The Yokai Series, is based on four separate folk creatures from Japanese mythology, re-imagined in my own personal style.


These are the digital mock-ups for each longboard design, along with their final promotional poster for each board. After digital mock-up, each board had a single full-scale physical mock-up created for the exhibition on one of the boards created specially for the occasion. Each board is approximately 42 inches long by 9 1/2 inches wide and each design is intended for a specific wood colour. Each poster is 18x24 inches.
Ao-Sagi-Bi

Based on the Yokai Ao-Sagi-Bi, a supernatural heron, often spotted late at night on rivers, with an eerie glow around it.
Ittan-Momen & Me-Kurabe
 
Ittan-Momen is known in Japanese lore as a sort of odd, long, fluttering cloth that when occasioned to may land upon a victim and begin to strangle it by wrapping tightly around it's victim's head and neck.

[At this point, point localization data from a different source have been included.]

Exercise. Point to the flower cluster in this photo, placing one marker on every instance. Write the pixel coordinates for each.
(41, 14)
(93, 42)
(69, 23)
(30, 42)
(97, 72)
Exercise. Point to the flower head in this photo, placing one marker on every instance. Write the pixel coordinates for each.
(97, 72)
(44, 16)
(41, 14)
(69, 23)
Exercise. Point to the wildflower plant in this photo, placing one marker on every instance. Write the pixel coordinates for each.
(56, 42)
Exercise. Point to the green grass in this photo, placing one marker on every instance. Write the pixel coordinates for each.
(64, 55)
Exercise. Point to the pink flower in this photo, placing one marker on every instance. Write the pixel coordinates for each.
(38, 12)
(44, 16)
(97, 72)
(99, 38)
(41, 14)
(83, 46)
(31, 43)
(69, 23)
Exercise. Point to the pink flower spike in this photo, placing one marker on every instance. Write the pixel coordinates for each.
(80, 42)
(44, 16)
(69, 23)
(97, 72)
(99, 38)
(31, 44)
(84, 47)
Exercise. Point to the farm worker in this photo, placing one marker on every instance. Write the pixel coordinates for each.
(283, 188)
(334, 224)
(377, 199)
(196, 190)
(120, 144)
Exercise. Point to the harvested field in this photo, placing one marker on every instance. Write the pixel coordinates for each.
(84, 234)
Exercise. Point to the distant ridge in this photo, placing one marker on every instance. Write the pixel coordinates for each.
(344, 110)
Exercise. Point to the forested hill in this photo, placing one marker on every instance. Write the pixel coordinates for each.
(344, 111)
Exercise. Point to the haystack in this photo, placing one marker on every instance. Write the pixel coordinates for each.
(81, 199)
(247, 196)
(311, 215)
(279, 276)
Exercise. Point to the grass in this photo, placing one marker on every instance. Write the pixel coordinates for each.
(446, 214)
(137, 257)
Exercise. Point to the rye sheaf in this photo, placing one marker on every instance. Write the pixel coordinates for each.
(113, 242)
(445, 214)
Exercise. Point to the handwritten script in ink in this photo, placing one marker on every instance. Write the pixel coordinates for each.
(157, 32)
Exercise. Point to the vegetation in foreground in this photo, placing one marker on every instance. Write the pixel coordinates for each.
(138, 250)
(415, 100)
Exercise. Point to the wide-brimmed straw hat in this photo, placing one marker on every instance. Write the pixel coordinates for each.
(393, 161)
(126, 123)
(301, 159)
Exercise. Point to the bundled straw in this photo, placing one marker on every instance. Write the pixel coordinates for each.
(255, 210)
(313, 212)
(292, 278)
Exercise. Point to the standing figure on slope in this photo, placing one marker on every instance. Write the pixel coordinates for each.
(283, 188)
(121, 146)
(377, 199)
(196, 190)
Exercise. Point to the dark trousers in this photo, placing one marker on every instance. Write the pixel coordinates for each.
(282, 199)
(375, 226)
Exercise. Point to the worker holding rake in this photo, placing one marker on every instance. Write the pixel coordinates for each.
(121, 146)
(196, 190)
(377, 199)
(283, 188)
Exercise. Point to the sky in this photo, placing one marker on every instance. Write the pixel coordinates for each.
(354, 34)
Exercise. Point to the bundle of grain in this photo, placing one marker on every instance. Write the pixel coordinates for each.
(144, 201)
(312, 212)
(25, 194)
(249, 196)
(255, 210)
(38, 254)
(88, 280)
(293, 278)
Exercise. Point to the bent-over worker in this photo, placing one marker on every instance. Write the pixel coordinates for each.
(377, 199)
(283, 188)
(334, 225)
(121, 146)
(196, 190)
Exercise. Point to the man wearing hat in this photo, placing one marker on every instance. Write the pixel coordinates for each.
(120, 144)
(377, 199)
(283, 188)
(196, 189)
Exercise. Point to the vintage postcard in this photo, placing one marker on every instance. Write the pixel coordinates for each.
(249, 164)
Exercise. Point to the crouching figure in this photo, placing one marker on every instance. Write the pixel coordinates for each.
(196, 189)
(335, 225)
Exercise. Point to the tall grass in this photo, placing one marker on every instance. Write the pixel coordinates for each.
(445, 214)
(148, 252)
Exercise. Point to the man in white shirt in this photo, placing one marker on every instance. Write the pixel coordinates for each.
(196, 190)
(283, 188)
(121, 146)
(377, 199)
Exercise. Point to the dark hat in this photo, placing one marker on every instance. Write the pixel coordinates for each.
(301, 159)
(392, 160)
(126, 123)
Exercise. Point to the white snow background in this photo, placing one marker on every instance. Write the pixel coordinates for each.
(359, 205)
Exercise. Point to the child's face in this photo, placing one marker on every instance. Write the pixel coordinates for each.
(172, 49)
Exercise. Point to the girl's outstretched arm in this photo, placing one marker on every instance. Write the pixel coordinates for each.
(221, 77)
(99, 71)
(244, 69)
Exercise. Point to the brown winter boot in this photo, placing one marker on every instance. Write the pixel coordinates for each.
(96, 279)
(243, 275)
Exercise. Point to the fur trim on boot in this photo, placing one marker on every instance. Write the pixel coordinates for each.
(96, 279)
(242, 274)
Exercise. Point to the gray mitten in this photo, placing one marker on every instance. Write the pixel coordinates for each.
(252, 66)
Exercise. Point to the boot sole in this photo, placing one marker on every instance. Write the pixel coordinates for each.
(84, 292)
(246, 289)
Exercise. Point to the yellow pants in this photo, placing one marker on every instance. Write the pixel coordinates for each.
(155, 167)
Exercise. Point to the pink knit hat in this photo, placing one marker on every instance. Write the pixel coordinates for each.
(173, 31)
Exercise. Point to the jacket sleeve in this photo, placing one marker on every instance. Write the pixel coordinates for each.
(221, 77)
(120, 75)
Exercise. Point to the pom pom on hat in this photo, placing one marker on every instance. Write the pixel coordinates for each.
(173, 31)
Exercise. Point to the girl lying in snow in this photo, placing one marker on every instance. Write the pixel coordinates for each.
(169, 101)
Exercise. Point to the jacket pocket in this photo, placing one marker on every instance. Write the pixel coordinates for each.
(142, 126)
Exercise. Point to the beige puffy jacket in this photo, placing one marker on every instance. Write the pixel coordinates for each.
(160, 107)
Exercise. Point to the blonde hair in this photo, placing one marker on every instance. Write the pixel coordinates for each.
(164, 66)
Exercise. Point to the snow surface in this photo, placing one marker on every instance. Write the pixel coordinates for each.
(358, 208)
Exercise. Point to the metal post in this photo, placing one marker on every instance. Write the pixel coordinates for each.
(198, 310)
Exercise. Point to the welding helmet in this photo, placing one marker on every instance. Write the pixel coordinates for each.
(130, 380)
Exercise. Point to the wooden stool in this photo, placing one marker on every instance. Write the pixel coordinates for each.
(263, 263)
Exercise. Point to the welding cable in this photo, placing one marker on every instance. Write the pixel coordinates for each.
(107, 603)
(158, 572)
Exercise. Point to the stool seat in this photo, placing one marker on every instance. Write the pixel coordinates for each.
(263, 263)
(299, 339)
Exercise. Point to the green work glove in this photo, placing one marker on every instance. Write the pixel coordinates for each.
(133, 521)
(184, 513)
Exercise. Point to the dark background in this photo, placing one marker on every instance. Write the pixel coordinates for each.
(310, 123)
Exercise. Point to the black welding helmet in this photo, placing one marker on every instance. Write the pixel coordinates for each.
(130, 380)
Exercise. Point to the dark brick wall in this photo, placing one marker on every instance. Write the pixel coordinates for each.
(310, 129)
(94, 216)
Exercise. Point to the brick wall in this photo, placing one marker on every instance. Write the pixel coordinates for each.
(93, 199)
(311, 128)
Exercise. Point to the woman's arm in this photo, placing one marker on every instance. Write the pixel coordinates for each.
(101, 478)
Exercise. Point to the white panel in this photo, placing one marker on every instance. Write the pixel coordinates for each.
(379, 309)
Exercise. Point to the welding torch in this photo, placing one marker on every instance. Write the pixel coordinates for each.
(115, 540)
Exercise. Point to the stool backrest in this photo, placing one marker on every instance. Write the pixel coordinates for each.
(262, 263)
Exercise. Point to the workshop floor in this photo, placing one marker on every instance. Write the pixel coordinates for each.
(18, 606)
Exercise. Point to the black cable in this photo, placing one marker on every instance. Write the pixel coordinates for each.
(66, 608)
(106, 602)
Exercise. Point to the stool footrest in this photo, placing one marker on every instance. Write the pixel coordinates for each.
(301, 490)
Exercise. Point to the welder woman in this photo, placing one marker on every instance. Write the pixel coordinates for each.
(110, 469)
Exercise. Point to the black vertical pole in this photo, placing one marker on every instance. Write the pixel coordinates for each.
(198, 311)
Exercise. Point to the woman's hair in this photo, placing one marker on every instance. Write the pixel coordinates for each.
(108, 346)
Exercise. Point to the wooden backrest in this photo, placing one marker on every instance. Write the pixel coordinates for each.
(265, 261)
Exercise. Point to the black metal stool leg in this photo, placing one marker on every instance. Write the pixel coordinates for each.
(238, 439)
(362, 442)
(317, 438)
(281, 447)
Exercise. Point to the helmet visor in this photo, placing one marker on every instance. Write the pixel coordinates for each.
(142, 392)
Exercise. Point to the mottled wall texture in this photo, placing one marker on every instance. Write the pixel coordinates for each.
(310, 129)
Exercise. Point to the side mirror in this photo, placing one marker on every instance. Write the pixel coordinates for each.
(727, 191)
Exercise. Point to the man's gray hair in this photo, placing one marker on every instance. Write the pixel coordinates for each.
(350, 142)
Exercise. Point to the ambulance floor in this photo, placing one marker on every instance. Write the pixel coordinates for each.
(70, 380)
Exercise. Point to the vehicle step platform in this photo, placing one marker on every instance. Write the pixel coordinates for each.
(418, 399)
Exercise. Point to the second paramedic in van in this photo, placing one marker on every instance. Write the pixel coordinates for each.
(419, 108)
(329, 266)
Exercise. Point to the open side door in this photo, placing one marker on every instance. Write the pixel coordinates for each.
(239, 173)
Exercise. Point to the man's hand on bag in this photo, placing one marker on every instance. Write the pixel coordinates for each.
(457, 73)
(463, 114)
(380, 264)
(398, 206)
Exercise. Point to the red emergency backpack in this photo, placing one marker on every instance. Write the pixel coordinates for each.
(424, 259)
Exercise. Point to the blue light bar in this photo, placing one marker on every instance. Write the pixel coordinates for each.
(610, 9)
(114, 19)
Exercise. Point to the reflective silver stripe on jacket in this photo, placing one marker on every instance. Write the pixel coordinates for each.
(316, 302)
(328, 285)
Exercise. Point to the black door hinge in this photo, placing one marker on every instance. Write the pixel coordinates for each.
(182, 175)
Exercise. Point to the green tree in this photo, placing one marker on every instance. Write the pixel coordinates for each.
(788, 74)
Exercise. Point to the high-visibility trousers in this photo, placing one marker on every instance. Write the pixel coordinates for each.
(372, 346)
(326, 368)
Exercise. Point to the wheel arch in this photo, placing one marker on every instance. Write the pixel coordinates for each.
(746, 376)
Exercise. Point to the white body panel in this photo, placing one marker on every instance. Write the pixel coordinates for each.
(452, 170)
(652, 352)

Me-Kurabe however, has a highly specific origin and comes from a story about the head of one of Japan's clans who walked into his courtyard one day to find it full of human skulls rolling around and glaring at him bitterly. It is said that he simply grunted at the sight, and the skulls vanished without a clue left behind.
Umi-Bozu

​Umi-Bozu is considered both benign and malevolent in various folktales. In some tales it is known to help sailors and those lost desperately at sea, while in others it is known for asking those it meets at seat to provide it with a barrel, which if the bottom is not removed on it then uses to sink it's unwitting victim's boat. In still other tales, it is known to simply inundate boats with no warning and drown all aboard.